Covid changed the workplace forever as employees adopted work from home. Now employers want their teams back in the office. Can they compromise? In this issue, employers make their case for the office.
Sometimes the best way to move forward is with an honest conversation. Back once more to share onsemi’s return-to-work compromise is Test
Development Engineer Dave Stout. In our last edition, Dave shared how he has successfully managed remote teams from home. In this edition, he shares how empowering managers is an essential step to bringing remote teams back to the office.
Localized Control: Empowering Managers
Imagine being a leader with offices around the world implementing a return-to-work policy. Not only is it complicated, but also impossible for any one person or even team to manage. Yet, this is where onsemi’s leaders were a few months ago—trying to bring back hundreds of employees to offices all around the world who were comfortable at home.
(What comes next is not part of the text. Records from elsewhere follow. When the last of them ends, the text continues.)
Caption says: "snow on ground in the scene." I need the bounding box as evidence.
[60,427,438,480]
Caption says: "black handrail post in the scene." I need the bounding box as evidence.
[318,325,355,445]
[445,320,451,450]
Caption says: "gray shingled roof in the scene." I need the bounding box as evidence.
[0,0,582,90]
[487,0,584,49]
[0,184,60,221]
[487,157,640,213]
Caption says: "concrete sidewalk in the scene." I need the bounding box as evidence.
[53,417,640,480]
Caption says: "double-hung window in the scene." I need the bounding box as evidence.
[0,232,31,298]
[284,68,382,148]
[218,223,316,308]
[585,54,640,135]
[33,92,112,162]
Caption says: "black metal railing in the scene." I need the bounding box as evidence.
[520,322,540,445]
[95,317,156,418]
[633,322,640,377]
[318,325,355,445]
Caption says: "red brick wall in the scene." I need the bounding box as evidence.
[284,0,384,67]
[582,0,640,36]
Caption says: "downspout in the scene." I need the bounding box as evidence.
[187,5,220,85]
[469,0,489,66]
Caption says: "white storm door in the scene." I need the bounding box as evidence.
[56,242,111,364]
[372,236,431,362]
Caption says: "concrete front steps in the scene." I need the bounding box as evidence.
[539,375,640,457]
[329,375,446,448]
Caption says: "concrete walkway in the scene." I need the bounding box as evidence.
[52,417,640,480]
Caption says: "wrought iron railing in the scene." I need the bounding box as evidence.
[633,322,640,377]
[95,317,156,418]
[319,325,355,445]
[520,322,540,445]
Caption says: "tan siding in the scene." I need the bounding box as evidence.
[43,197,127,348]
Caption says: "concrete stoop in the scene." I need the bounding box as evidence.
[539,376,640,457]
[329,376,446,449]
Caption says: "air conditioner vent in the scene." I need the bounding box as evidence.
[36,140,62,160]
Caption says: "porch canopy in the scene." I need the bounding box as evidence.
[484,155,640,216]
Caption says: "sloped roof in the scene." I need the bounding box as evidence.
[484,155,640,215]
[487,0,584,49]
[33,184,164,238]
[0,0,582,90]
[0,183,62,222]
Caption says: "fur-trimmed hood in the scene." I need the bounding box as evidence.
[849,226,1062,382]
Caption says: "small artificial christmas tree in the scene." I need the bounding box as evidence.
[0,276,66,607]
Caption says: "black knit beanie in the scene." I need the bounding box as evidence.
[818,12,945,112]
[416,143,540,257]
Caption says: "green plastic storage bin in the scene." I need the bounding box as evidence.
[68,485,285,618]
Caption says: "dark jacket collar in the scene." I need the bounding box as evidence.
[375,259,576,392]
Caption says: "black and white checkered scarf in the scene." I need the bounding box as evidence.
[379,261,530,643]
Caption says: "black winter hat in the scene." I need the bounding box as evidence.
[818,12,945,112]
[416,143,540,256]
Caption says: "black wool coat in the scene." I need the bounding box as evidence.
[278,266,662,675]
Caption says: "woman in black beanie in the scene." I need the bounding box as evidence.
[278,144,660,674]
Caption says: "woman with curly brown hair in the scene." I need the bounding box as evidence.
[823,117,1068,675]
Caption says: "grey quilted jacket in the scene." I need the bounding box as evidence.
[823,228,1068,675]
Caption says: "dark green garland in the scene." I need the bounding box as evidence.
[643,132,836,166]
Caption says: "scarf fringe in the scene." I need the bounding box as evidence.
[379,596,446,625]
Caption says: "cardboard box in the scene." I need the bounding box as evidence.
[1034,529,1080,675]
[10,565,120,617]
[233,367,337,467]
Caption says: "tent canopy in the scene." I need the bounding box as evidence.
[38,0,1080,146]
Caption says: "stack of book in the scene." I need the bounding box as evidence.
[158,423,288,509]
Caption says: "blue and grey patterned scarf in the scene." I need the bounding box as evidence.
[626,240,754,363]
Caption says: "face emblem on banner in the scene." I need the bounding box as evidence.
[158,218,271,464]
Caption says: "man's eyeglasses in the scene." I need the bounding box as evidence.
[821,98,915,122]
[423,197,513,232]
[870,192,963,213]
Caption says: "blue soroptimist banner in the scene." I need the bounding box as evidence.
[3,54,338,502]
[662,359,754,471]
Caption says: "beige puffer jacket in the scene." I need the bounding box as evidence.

While they are still transitioning, the key to their
success has been leaning on their management teams. “There is no replacement for face-to-face interaction, and I think that is important to the executive team. At the same time, they recognize how difficult it is to go straight back to the office after working remotely for two years. So, they decided it was in everyone’s best interest to have employees work directly with their managers (at least in the U.S.) to determine what works best for their teams.” This way, managers can advocate for what is best for their team.
Connect With Employees
With control in the hands of the individual office and manager, each team can function at its best. For Dave, that means he can have honest conversations with staff about their productivity. “With Covid, you found out quickly who couldn’t efficiently work from home. I had to sit down with some of my team
members to solve those problems. I think it is crucial to make it an “us” issue rather than a “them” issue. One of my employees has terrible internet at home, so he needed to be in the office for better internet. Another lives in a small home with kids, so it is distracting. Having those conversations and understanding the root of the issue helps us have an open dialog and solve the issue. If I were to say, ‘You’re not getting anything done; therefore, you must work in the office,’ that wouldn’t go over well. Instead, we can reach a conclusion together with it being their idea. Then the employee is more open to the differences between their situation and someone else’s.
By bringing human connection into the equation, onsemi is on its way to a successful return-to-work compromise.